Esta historia inspiró las películas «Perdita Durango», del español Alex de la Iglesia, estrenada en septiembre de 1997 y «Borderland», escrita y dirigida por Zev Berman.
Por su inconmensurable crueldad y poderosa capacidad de convencimiento para hacer cometer crímenes, Constanzo ha sido comparado con líderes de otras sectas asesinas como Charles Manson y Jim Jones, que hicieron creer a sus seguidores que tenían poderes sobrenaturales.
Discovery Channel fue otra de las grandes cadenas que le dedicó un amplio reportaje a esta historia.
Algunas de las curiosidades que pasaron en relación a los «Narcosatánicos» fueron que Enrique Fuentes, el joven operador del trascabo que descubrió los cadáveres del rancho murió de forma trágica pocos años después. Aceptó trabajar como chofer de una pipa y sufrió accidente en una salida de la ciudad de Río Bravo.
A pesar de haber pasado 30 años sigue habiendo personas con la curiosidad de saber como sucedieron tales hechos.
Todos los integrantes de esta banda eran menores de 30 años. Álvaro De León y Sara Aldrete pertenecían a familias acomodadas de Matamoros.
Algunas joyas incautadas a la banda por las autoridades fueron subastadas por la oficina de Adquisición de Bienes Asegurados de la PGR.
Antonio Zavaleta fue el profesor de la Universidad de Texas (experto en antropología), quien acompañó al jefe Gavito del Departamento del Sheriff del condado de Cameron, hasta la escena del crimen, intentando colaborar con las autoridades en Matamoros, sin imaginar que su propia alumna, Sara Aldrete, terminaría siendo acusada de participar en el sacrificio de humanos.

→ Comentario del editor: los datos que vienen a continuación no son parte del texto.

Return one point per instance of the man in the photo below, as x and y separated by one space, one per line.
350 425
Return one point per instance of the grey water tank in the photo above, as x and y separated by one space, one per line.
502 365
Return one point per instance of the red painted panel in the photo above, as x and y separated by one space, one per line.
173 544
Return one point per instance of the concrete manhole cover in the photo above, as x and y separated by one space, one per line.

Declaró hace 10 años al periódico El Bravo que «No podía creerlo», porque la entonces joven siempre se destacó por tener buenas calificaciones y participó en las actividades de la escuela. Fue además integrante del equipo de voleibol.

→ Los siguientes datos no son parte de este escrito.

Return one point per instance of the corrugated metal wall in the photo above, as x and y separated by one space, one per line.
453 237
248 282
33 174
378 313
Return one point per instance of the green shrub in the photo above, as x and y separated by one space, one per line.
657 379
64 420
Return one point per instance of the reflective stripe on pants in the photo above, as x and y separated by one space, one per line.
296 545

Him y Helen Kilroy crearon en Santa Fe, Texas, la fundación Mark Kilroy–Las Drogas Son Adictivas. Hacen viajes y campamentos para orientar a niños y jóvenes. «Estamos seguros que la razón por la que mataron a nuestro hijo tiene que ver con las drogas». Publicaron el libro «Sacrificio».
Anibal Pérez Vargas era el procurador de Justicia de Tamaulipas cuando ocurrió la masacre. Jesús Guillermo Villarreal a la postre presidente del Supremo Tribunal de Justicia del Estado dijo que se castigaría con severidad a los implicados y así fue…, aunque, de acuerdo con agrupaciones de Derechos Humanos, en el caso de Aldrete, hubo «anomalías procesales, vejaciones y tortura física» previo a la ejecución de su sentencia.
A treinta años de distancia de que los «Narcosatánicos» se hicieran mundialmente conocidos todavía sigue habiendo preguntas sin respuesta por el brutal acontecimiento que marcó una época, que agotó los tirajes de los periódicos y rompió con los estereotipos sobre el amarillismo y las páginas rojas. Al mismo tiempo que en la sociedad provocó estupor y consternación, este suceso rebasó las expectativas y cimbró sus bases sobre la educación y el comportamiento humano.